The photosynthetic pigments chlorophyll a, b and carotenoids of rosemary leaves was affected by continuous soaking of cuttings in IBA. Chlorophyll a metabolism was accelerated by the increase in IBA concentration with a maximum at 20 ppm that was higher by 19.4% compared to control. These results are in agreement with those obtained by Abu-Grab and Ebrahim [32] and Abdel-Wahed et al. [33]. The metabolism of chlorophyll b and carotenoids on the opposite was mostly inhibited and the resulted decreases reached to 26.8% and 16.8% at 5 ppm concentration of IBA. Similar effects have been reported by Wiesman and Lavee [37] and Abu-Grab and Ebrahim [32]. Total pigments were increased with IBA concentrations as a result of the marked increase in chlorophyll a over the decrease of the other pigments. This was also confirmed by the increase in chlorophyll a/b and chlorophyll (a+b)/c ratios. The highest increase in the previous ratios was in chlorophyll a/b especially at 10 ppm where it was by 37.5%.

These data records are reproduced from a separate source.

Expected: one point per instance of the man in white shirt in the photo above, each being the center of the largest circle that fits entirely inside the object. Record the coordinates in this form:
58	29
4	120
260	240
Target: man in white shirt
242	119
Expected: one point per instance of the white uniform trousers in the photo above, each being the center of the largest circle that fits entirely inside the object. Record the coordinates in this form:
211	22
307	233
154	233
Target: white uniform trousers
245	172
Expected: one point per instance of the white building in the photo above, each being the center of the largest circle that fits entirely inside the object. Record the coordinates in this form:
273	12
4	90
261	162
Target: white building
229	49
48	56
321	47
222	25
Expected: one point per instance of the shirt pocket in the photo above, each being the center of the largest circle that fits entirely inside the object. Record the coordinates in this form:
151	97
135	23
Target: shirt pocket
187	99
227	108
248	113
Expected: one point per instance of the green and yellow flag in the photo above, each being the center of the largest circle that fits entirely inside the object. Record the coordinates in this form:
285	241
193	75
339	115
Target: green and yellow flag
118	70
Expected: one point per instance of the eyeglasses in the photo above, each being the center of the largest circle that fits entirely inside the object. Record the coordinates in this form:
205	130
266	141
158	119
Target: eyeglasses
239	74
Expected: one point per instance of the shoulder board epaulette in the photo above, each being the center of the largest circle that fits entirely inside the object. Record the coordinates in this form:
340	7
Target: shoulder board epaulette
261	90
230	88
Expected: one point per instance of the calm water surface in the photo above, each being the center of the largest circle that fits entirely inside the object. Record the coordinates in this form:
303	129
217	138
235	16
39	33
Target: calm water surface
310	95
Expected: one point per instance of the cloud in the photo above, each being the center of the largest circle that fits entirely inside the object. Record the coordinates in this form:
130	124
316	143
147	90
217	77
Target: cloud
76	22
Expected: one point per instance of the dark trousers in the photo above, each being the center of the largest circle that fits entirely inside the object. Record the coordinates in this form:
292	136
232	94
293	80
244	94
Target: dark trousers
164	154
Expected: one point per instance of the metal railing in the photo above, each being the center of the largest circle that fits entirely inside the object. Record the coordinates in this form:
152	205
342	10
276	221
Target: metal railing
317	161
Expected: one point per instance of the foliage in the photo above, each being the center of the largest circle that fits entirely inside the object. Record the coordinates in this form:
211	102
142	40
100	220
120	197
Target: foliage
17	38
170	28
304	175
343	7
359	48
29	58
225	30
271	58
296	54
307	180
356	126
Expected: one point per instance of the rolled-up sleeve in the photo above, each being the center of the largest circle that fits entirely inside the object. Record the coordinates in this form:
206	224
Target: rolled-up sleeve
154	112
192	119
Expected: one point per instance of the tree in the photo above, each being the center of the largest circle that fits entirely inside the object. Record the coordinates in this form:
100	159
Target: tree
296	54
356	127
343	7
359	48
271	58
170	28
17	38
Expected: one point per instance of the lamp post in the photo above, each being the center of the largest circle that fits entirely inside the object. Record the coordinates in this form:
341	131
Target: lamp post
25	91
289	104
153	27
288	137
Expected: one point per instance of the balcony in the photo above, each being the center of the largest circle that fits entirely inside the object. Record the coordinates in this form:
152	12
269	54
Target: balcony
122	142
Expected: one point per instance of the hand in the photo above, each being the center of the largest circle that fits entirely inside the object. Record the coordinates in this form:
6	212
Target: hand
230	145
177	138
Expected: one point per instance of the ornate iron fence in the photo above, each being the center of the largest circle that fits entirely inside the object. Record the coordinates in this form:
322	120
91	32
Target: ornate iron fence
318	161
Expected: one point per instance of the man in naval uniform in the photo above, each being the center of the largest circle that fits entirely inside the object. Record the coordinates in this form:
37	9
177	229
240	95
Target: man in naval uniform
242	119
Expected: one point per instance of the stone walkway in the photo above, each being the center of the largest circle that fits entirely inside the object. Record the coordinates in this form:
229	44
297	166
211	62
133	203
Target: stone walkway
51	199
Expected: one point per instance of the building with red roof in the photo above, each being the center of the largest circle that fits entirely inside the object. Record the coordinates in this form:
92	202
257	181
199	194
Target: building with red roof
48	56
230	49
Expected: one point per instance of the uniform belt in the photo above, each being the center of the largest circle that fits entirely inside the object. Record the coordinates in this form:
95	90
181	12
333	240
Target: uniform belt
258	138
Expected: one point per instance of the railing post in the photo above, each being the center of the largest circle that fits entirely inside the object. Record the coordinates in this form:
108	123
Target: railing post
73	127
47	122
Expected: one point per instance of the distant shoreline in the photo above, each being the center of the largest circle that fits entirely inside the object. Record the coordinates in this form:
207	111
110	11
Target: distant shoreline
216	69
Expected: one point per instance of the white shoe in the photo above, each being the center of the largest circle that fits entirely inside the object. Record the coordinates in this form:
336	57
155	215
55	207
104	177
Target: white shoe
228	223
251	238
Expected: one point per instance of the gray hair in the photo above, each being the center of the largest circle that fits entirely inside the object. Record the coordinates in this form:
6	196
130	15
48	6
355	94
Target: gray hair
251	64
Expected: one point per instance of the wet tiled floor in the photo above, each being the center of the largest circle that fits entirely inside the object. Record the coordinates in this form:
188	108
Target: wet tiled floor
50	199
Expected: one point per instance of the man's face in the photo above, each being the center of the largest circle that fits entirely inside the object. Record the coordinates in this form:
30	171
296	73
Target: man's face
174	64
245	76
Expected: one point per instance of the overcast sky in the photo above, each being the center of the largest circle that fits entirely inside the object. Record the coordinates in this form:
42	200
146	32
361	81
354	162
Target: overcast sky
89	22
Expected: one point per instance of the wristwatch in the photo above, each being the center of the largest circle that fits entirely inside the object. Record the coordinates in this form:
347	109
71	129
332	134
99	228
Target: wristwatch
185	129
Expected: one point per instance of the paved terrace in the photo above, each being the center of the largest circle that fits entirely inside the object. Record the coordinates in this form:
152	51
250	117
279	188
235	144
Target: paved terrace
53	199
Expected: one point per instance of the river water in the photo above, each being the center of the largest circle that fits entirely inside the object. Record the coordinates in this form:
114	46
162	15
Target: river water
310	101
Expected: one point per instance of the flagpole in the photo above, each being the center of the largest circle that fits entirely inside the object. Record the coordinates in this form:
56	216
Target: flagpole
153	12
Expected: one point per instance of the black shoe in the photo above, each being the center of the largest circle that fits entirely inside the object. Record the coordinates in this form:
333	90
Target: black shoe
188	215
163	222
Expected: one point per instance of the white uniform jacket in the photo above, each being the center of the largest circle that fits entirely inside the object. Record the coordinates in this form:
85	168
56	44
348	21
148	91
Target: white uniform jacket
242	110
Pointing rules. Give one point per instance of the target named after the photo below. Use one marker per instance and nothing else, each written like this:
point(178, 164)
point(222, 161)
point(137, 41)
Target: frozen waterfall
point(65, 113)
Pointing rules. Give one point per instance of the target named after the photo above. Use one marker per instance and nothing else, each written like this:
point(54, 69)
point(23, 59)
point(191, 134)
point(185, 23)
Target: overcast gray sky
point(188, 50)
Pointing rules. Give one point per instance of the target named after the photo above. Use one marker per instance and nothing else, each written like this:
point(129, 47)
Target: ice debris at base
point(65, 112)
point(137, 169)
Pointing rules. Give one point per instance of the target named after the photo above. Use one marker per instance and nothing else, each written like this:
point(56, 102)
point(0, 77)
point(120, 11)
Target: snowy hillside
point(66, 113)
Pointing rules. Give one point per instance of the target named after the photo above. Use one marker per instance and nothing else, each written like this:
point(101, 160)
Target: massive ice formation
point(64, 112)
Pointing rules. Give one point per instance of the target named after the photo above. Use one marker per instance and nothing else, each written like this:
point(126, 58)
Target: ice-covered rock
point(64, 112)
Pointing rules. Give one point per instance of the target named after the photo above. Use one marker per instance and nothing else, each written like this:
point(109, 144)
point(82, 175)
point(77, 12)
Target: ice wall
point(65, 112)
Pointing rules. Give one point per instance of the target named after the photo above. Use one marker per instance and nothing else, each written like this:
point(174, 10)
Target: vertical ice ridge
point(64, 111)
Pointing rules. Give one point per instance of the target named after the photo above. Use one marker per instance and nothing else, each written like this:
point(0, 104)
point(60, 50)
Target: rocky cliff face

The prolonged application of the used low concentrations of IBA had no effect or slightly increased rosmarinic acid of rosemary leaves. The maximum increase (14% compared to control) was at 15 ppm. Which agree with results of Reda et al. [49]. Continuous soaking of rosemary cuttings in IBA inhibited the metabolism of alkaloids which decreased by 42.7% at 10 ppm IBA concentration. Creus and Barcklo [50] found slight decrease in the alkaloids content by IBA on Nicotiana rustica
The marked increase in response to prolonged IBA application was in the phenolic compounds of rosemary leaves. The 15 ppm concentration of IBA led to 68.3% increase compared to control. Qaddoury and Amssa [46] reported that phenolic compounds increased immediately after IBA treatment. Saponin in rosemary leaves accumulated only at high concentrations of IBA and Kim et al. [44] found stimulation in saponin accumulation by similar treatments.
The number and character of the induced roots by IBA at specific time correlation coefficients showed significant correlations between cut length, water content, chlorophyll a, total pigments and rosmarinic acid. Also, the content of rosmarinic acid in the rosemary leaves was found to be sensitive to the water content and photosynthetic pigments of the cuttings. Mortality of cuttings which soaked continuously in IBA decreased with increasing concentration until it reached zero by 5 ppm IBA after it mortality increased again with the increase in IBA concentration, which suggesting this concentration for reserving the plant cuttings during manipulation during transportation.